# Benchmarks of Strategies for Selecting Outdated Items
This notebook contains the benchmarks related to the selection strategies for context data, which we report in our paper.
Context data are selected from the processed data and included in the next progressive computation step, such that its result approximates that of a _non-progressive_ computation over the processed data.
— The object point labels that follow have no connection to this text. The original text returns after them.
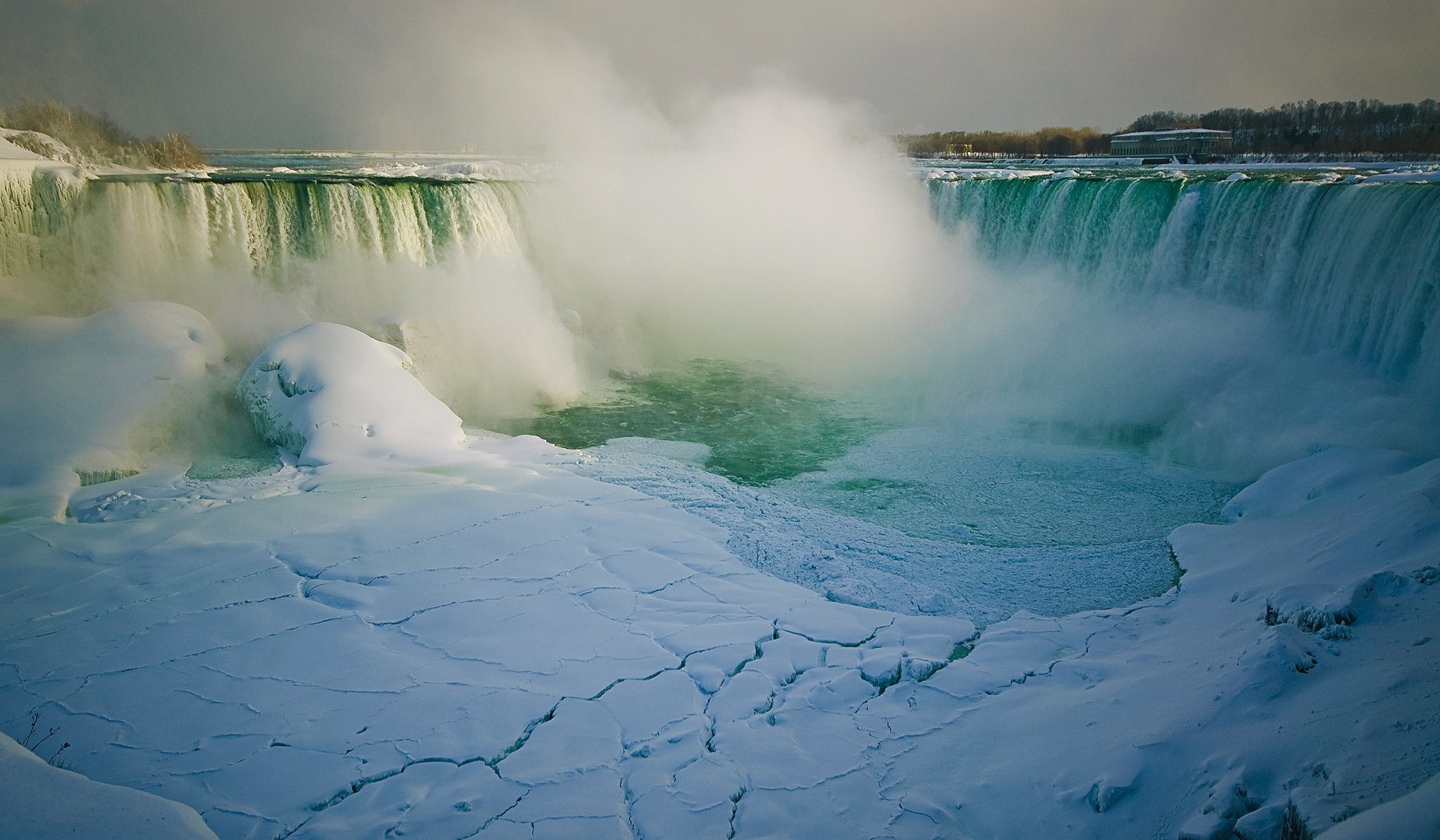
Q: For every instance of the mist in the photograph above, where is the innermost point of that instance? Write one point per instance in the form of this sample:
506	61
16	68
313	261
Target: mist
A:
762	224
## Benchmark Configuration

We use the following configuration in our benchmarks:
### Test cases 
- full computation over the entire dataset (upper baseline)
- progressive computation without optimization (lower baseline)
- full computation of processed data
- progressive computation using optimization strategies

### Dataset
- NYC taxis dataset (10 Million items), stored in a compressed CSV file, loaded with DuckDB 

### Variables
- dependent variables: runtime, prediction error
- independent variables: 

## Benchmarks

### Defining the DOI function
In our experiments, we will use the DOI function below, which measures outlierness (i.e., how unique a datum is compared to the rest of the data).
Outlierness cannot be expressed by looking at an individual data item, but can only expressed within the context of other data, which is why a purely progressive computation of this DOI measure will inherently be inaccurate compared to a "monolithic" computation that looks at all data at once.


In [None]:
from doi_component.outlierness_component import OutliernessComponent

outlierness = OutliernessComponent(["ratio", "duration"])

In [1]:
import os
from sys import path
cwd = os.getcwd()
path.append(f"{cwd}/..")

from database import initialize_db, drop_tables
def reset():
  drop_tables()
  initialize_db(data_path)

### Finding an appropriate `chunk size`
The number of items in each chunk dictate the computation time for each chunk in the data, in that the more items we process, the longer the DOI computation takes.
Therefore, the first consideration in our benchmarks is to find the maximum number of items, for which the computation time remains immediate.
Prior work (see Card et al., 1991) has shown this limit to be about one second.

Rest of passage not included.